Basically, I think we have the choice now, but it might be good to spend a little while about which operations are easier to keep track of in which conventions. For example:
A * B * v
for rotations A, B and vector v reads like rotate v by B and then by A which (I think) is only true for one of the conventions.
UPD: or similarly:
A^{-1} B
should be the misorientation that takes Orientation A to Orientation B
Hm, the references you're giving above to Bunge and Rowenhorst et al. are in line with https://github.com/pyxem/orix/pull/234#issuecomment-988136832, right? Code in that comment use existing orix functionality (and the current status of the unit cell plot PR with inverted rotations).
A * B * v
The last example of combining rotations in that comment assumes A rotates B, which is in line with Bunge, right?
(and almost certainly all current orix code) treats an orientation as
crystal2lab
The examples in the comment (and direct comparison of rotation conversions and quaternion/vector multiplication to the 3Drotations supplementary material to the Rowenhorst paper) tells me the crystal2lab and lab2crystal parameter arguments in from_euler() are mixed up, and that orix is in line with Rowenhorst/Bunge.
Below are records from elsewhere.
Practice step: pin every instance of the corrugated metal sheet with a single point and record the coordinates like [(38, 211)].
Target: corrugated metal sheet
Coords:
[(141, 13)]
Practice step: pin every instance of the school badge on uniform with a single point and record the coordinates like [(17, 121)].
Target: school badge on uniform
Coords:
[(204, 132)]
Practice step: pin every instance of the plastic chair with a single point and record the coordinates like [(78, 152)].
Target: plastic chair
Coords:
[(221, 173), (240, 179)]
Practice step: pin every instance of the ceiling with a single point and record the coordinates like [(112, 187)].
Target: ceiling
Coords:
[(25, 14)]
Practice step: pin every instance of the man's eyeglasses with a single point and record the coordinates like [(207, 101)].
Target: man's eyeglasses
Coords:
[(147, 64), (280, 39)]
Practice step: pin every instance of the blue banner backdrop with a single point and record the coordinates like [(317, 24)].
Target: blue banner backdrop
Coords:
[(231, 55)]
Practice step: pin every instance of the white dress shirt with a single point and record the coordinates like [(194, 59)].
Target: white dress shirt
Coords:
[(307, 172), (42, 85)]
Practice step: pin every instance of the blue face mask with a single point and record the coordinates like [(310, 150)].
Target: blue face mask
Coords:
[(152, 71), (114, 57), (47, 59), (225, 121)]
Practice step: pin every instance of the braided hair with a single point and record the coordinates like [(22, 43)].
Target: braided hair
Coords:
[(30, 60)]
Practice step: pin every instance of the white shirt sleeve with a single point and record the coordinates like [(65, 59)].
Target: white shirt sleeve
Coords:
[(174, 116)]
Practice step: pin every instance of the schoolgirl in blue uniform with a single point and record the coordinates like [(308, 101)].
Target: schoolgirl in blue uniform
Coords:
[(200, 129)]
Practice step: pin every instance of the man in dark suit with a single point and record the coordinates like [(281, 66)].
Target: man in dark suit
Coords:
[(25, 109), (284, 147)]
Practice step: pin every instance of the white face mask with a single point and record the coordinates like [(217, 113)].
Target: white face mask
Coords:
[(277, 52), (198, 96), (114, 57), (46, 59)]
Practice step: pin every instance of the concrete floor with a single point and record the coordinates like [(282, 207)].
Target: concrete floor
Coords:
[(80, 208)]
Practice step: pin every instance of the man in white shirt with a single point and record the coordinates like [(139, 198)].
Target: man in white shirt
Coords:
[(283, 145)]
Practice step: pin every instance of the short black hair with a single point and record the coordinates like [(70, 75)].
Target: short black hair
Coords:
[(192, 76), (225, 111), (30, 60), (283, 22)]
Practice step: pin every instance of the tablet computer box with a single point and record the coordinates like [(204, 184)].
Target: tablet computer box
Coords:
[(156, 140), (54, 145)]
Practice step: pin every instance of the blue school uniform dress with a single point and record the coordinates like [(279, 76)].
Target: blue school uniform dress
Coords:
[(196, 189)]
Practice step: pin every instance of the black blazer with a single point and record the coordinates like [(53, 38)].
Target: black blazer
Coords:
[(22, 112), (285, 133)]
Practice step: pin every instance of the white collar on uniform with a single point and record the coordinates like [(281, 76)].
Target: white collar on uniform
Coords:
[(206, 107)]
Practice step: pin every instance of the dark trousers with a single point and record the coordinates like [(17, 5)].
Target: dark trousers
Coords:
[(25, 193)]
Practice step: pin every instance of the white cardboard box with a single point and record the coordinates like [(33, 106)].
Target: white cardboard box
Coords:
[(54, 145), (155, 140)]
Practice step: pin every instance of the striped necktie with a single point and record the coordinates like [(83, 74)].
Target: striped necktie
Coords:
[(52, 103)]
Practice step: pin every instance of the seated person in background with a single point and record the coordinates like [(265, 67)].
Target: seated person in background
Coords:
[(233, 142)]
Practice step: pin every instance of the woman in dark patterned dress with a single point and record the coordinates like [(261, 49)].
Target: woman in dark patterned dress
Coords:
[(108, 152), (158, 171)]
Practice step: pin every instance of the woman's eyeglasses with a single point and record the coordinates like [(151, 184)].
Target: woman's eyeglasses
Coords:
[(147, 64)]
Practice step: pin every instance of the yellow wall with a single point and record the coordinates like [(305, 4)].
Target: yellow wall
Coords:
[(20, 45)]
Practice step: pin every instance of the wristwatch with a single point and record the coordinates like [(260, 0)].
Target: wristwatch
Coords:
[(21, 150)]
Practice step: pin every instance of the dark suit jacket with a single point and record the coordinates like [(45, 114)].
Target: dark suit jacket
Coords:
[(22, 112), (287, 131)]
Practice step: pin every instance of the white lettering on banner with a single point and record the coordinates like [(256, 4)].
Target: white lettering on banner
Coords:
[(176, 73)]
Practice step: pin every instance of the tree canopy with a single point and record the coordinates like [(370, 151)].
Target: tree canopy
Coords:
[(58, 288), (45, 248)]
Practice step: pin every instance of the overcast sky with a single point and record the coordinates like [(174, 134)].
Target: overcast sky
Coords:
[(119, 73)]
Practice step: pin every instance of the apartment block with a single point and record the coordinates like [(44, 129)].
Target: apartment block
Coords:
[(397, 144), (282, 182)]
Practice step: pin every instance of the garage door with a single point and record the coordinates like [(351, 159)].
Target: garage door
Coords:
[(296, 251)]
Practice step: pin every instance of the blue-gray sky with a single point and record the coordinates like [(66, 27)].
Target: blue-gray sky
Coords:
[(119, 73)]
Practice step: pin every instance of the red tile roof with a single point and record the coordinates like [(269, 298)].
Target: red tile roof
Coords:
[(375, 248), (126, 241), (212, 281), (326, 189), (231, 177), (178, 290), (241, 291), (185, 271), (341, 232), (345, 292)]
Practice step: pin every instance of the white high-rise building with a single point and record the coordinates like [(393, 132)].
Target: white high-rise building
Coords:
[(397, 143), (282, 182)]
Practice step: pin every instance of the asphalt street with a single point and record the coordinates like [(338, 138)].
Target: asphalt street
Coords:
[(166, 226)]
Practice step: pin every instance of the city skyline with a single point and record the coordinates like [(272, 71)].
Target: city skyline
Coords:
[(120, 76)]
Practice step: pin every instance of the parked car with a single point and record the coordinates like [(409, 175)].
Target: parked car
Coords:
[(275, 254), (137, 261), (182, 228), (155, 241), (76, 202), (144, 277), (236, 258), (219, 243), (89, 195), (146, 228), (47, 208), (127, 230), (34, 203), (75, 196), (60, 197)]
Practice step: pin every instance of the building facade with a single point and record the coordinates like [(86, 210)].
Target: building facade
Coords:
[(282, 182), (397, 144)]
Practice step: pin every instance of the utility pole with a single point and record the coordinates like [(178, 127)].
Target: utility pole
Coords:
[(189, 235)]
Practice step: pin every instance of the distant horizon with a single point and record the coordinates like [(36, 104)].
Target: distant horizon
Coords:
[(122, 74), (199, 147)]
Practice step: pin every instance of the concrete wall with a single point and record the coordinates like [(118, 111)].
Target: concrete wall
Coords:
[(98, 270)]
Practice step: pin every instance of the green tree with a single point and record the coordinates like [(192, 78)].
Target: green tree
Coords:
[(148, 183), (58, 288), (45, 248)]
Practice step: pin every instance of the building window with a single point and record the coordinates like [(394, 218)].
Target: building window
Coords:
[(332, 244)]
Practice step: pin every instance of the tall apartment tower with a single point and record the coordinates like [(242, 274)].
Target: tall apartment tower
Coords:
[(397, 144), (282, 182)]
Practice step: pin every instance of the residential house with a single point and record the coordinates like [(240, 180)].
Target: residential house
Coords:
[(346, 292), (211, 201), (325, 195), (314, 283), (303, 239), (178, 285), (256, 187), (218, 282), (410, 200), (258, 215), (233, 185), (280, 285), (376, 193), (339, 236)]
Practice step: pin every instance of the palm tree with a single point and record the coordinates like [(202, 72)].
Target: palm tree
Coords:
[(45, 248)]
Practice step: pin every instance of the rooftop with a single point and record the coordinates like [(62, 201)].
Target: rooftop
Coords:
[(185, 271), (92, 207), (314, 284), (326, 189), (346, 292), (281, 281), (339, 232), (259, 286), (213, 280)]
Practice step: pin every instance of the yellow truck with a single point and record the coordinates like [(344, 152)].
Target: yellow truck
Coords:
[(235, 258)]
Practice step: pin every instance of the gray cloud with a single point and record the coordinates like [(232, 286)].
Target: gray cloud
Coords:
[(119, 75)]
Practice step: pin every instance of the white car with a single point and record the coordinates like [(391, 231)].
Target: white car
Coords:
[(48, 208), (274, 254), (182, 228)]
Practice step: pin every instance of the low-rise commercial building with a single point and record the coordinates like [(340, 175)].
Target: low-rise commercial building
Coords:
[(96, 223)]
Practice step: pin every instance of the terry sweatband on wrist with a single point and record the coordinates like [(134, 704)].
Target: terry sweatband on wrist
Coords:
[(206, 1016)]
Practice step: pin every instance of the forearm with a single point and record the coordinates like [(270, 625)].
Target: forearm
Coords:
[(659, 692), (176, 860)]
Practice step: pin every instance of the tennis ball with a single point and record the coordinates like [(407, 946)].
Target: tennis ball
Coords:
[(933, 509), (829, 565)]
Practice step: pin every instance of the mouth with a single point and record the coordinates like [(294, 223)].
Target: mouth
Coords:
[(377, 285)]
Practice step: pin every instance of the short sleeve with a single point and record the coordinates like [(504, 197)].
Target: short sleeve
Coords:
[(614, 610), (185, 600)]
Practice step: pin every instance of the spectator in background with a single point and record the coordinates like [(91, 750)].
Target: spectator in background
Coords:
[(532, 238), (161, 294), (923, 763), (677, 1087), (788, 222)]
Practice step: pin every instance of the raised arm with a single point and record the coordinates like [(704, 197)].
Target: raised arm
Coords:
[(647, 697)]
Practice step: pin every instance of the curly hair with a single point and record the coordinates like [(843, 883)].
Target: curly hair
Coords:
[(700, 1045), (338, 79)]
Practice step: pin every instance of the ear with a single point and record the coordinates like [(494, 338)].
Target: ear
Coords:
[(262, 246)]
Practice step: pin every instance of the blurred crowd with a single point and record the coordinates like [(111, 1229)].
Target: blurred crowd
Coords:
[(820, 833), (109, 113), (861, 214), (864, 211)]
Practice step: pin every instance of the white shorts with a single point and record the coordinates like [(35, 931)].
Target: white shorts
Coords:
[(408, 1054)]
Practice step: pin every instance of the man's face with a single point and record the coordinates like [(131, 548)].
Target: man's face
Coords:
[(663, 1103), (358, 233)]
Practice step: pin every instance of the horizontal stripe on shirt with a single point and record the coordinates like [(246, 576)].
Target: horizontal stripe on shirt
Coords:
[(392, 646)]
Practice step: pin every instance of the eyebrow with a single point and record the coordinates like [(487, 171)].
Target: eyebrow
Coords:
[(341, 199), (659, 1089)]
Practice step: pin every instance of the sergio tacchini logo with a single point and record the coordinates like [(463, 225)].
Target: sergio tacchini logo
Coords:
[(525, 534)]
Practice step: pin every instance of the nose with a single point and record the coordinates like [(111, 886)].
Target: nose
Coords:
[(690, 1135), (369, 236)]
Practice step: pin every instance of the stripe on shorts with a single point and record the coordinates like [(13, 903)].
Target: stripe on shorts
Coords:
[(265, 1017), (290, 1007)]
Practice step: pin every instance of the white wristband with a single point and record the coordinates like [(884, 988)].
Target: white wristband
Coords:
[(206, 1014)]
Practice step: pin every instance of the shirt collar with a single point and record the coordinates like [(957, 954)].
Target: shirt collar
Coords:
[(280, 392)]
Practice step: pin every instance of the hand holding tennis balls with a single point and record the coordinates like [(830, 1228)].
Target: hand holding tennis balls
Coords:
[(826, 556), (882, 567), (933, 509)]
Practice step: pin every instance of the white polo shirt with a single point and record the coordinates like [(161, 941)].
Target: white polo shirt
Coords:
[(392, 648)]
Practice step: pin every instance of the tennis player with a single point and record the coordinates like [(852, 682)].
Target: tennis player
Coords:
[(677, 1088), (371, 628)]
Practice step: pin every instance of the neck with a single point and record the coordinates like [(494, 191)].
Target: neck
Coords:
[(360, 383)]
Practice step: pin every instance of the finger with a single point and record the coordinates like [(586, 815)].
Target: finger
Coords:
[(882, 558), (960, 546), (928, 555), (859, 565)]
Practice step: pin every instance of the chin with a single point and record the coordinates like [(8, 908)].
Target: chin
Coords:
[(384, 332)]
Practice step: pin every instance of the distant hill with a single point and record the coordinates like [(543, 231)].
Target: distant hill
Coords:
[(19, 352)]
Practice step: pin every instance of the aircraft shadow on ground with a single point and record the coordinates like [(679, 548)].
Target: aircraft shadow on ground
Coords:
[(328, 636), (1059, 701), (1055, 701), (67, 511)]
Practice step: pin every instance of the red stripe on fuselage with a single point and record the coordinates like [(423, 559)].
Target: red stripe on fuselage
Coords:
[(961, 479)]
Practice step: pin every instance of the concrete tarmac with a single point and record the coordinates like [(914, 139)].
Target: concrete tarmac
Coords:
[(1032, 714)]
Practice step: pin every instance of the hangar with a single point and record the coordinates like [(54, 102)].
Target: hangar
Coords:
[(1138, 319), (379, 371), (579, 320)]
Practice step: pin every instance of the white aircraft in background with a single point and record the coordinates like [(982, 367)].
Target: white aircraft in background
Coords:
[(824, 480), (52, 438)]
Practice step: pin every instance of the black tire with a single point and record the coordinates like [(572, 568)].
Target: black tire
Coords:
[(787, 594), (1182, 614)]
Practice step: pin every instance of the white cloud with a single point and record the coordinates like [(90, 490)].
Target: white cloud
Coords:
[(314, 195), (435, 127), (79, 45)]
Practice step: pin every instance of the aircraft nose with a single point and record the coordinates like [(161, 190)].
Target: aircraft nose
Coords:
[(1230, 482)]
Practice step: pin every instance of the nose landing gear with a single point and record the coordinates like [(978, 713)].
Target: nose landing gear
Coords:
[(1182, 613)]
I agree with the comment above. I think [2] might be wrong in it's explanation. The convention would then be that of Rowenhorst/Bunge/https://github.com/pyxem/orix/pull/234#issuecomment-988136832
For the documentation we can write something like:
- An orientation is the rotation needed to take the lab coordinates to the local crystal coordinates
- A misorientation between rotation A and B is described by
- To rotate a vector (described in lab coordinates) to align with a crystal coordinates
- To combine rotation do
========
My only final thought is what we say about passive/active, I (personally) find the terminology needlessly involved for working with two sets of axes (lab and crystal) but am open to thoughts.
I think this means that orix is currently consistent (although the manuscript about it is incorrect) and we simply had a case of "We (the developers) are starting to learn that anything other than extremely well documented conventions will lead to problems."
I agree with the comment above
That's a relief! The list of conventions to write down in the documentation looks good.
I (personally) find the terminology needlessly involved for working with two sets of axes (lab and crystal)
I agree.
I think this means that orix is currently consistent
This is my experience.
"We (the developers) are starting to learn that anything other than extremely well documented conventions will lead to problems."
Big thanks to @harripj for continuing on #234 and to you (@pc494) for raising this issue!
We wait to 0.9 for documenting these conventions, right? If so I think #236 must wait as well.
Actually, we could do a v0.8.1 with documentation of these conventions, as I don't see any new functionality being added. What do you think?
I was expecting web style documentation (which can be done in a patch version).
I prefer notebooks because then we can explain the conventions with examples and plots. Much like the previous notebook I've listed above with unit cell plots, IPFs and PFs.
Sorry, yes, I agree, by "web style" I mean stuff that goes up to read-the-full-docs and has a balance of words and code
Oh, I misunderstood you and spoke to strongly... Sorry. We fully agree then! Should we have a minimal example of this in v0.8?
Oh, I misunderstood you and spoke to strongly... Sorry. We fully agree then! Should we have a minimal example of this in v0.8?
Not a problem, I understood you once I engaged my brain!
If you mean a minimal example of the conventions, I would prefer not too until we're sure all the code behaves, if you mean the notebooks, that might be a good idea, although I would lean towards getting something out at this point and maybe patching in the new year if needs be.